Extended Data Fig. 7 Co-delivery of miRNA antisense and mimic oligonucleotides by single functionalized nanowire platform toggles human CD8+ T cell fate switches.
a) % CD8+ CD62L- T cells in human CD8+ T cells. Primary naïve human CD8+ T cells were incubated on PEI-functionalized nanowires, loaded with miR-29-ASO, miR-130-mimic, or coloaded with miR-29-ASO and miR-130-mimic for 96 hrs, followed by TCR stimulation for the next 48 hrs. 2D culture of Primary naïve human CD8+ T cells with soluble miR-29-ASO and miR-130-mimic, followed by TCR stimulation for the next 48 hrs was used as a control. b) % viable CD8+ T cells in human CD8+ T cells in conditions defined in (A). c-d) % activated T cells expressing CD69 (C) and CD28 (D) markers in human CD8+ T cells in conditions defined in (A). e) % effector T cells in human CD8+ T cells in conditions defined in (A). f) % PD1+ T cells in human CD8+ T cells. Primary naïve human CD8+ T cells were incubated on PEI-functionalized nanowires, followed by TCR stimulation for the next 3 or 6 days. 2D culture of Primary naïve human CD8+ T cells with soluble miR-29-ASO and miR-130-mimic, followed by TCR stimulation for the next 48 hrs was used as a control. In all figures, data are presented as mean ± s.e.m. One-way ANOVA with Tukey’s test (n = 3 for A-D, F; n = 6 for E; each dot represents an independent nanowire chip).

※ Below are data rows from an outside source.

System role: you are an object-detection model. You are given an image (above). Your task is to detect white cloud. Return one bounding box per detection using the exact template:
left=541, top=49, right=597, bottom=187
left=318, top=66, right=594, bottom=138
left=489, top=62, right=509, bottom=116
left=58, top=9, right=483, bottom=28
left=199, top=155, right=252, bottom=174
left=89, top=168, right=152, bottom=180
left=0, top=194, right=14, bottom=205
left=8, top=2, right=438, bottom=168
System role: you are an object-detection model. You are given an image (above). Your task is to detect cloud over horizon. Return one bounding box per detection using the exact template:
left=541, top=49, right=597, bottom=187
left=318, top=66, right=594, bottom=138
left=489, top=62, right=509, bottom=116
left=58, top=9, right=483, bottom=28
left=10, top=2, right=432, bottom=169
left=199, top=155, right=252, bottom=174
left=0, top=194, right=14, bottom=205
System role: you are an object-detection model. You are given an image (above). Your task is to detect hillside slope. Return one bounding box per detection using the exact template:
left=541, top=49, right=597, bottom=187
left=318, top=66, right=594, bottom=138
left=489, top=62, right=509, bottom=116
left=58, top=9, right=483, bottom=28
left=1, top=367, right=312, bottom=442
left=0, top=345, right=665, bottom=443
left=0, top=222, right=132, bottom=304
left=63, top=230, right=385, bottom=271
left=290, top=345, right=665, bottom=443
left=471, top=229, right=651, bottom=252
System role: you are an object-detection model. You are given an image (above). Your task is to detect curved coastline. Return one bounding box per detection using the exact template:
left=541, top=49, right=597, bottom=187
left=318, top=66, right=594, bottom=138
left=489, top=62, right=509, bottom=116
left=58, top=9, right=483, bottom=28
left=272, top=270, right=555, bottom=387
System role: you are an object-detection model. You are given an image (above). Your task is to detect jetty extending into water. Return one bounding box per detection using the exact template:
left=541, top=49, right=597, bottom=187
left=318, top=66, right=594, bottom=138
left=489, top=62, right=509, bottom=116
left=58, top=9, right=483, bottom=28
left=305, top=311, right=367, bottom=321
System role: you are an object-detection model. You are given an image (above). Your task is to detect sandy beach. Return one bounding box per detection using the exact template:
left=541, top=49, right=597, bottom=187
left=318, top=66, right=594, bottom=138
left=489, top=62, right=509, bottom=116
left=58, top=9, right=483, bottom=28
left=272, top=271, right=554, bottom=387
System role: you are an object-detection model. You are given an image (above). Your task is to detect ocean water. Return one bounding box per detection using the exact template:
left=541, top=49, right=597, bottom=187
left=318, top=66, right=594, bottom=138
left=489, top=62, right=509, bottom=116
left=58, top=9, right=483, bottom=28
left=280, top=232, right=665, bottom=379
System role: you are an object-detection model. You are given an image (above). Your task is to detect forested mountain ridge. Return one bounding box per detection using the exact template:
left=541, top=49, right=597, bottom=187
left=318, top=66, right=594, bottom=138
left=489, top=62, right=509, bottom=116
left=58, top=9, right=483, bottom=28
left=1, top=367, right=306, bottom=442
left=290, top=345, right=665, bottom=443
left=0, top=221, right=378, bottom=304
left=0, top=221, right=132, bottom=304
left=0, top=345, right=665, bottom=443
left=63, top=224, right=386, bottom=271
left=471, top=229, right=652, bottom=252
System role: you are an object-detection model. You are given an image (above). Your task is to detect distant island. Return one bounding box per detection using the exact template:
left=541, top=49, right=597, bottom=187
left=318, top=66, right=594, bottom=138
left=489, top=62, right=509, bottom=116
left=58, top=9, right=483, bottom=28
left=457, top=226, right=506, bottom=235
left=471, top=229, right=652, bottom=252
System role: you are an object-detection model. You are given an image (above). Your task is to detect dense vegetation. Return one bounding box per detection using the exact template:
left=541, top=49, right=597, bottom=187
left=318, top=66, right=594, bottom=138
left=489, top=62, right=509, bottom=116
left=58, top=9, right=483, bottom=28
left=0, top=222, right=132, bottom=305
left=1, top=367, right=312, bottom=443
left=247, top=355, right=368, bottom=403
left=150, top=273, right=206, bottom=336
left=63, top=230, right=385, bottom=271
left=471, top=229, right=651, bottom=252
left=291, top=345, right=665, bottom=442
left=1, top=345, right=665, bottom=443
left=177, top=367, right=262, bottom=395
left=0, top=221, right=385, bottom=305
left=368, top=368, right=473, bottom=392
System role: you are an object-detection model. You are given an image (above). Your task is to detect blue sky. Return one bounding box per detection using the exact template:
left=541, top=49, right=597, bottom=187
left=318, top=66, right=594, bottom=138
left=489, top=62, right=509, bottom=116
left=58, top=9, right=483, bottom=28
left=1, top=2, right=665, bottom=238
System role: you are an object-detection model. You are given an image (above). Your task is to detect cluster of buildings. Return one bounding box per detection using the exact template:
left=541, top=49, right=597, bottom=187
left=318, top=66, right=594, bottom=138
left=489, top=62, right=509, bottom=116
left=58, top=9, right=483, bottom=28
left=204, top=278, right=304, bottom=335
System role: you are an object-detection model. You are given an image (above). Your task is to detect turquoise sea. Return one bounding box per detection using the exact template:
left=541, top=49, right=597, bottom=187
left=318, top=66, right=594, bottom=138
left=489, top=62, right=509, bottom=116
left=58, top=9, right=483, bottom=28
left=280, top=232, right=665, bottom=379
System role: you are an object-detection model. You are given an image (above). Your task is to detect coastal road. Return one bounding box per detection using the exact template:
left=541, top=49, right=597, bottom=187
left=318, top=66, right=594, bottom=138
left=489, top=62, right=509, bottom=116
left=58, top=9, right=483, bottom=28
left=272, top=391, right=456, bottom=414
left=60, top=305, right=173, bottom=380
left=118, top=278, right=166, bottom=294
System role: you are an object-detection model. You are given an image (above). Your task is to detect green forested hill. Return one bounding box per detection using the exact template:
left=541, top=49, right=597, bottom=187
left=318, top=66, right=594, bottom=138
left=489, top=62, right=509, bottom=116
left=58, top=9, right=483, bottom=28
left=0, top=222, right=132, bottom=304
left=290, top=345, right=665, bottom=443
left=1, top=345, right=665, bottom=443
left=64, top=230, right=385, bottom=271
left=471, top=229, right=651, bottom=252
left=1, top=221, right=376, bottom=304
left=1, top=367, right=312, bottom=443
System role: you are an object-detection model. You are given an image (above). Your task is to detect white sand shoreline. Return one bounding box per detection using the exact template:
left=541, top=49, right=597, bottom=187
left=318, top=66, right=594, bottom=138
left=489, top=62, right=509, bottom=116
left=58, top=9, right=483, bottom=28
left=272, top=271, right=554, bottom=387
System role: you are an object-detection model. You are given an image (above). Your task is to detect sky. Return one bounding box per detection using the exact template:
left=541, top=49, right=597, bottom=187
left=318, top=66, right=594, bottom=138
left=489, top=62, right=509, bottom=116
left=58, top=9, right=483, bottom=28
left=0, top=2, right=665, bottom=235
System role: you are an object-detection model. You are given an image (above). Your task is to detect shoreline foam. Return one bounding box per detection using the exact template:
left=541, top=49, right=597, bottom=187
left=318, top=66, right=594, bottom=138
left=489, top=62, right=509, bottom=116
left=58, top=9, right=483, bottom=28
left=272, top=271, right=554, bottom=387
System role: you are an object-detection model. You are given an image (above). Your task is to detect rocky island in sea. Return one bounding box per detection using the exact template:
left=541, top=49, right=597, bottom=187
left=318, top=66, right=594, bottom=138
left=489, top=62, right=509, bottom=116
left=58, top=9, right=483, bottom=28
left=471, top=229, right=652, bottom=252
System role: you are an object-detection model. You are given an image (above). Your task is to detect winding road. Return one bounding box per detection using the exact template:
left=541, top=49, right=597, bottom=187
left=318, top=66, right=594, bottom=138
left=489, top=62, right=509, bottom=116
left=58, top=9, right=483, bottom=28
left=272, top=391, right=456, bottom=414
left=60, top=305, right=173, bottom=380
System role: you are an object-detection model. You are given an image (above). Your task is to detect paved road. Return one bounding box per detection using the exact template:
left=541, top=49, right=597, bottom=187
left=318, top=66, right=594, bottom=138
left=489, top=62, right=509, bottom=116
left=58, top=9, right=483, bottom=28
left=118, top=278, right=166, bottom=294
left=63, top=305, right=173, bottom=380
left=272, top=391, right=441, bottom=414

Extended Data Fig. 8 Delivery of two miRNAs by functionalized nanowire enhances murine CD8+ T-cell effector function in vitro.
a-b) Representative histograms (A) and quantification (B) of cell-death markers Fas and AnnexinV expression in murine CD8+ T cells post 72 hrs of gB peptide stimulation. Primary naïve murine CD8+ T cells from gBT-1Tg mice were incubated on nanowires for 96 hrs, and gB peptide stimulation was done for the next 72 hrs. Data are presented as mean ± s.e.m. Two-way ANOVA with Tukey’s test, (n = 4, each dot represents an independent nanowire chip). c) Representative histograms (left) and bar graph (right) representing the expression of CD62L (MFI) on CD8+ T cells post 72 hrs of gB peptide stimulation. Primary naïve murine CD8+ T cells from gBT-1Tg mice were incubated on nanowires for 96 hrs, and gB peptide stimulation was done for the next 72 hrs. Data are presented as mean ± s.e.m. One-way ANOVA with Tukey’s test, (n = 4, each dot represents an independent nanowire chip). d) Bar graph representing the % CD8+ CD62L- cells in CD8+ T cells post 72 hr of gB peptide stimulation. Primary naïve murine CD8+ T cells from gBT-1Tg mice were incubated on nanowires for 96 hrs, and gB peptide stimulation was done for the next 72 hrs. Data are presented as mean ± s.e.m. One-way ANOVA with Tukey’s test, (n = 4, each dot represents an independent nanowire chip). e) Representative activation markers CD44, CD69, and CD28 expression histograms post 72 hr of gB peptide stimulation. Primary naïve murine CD8+ T cells from gBT-1Tg mice were incubated on nanowires for 96 hrs, and gB peptide stimulation was done for the next 72 hrs. Data are presented as mean ± s.e.m. Two-way ANOVA with Tukey’s test, (n = 4, each dot represents an independent nanowire chip). f) Representative histograms of cytokine TNFα and perforin-producing CD8+ T cells post 72 hr of gB peptide stimulation. Primary naïve murine CD8+ T cells from gBT-1Tg mice were incubated on nanowires for 96 hrs, and gB peptide stimulation was done for the next 72 hrs. Data are presented as mean ± s.e.m. Two-way ANOVA with Tukey’s test, (n = 4, each dot represents an independent nanowire chip).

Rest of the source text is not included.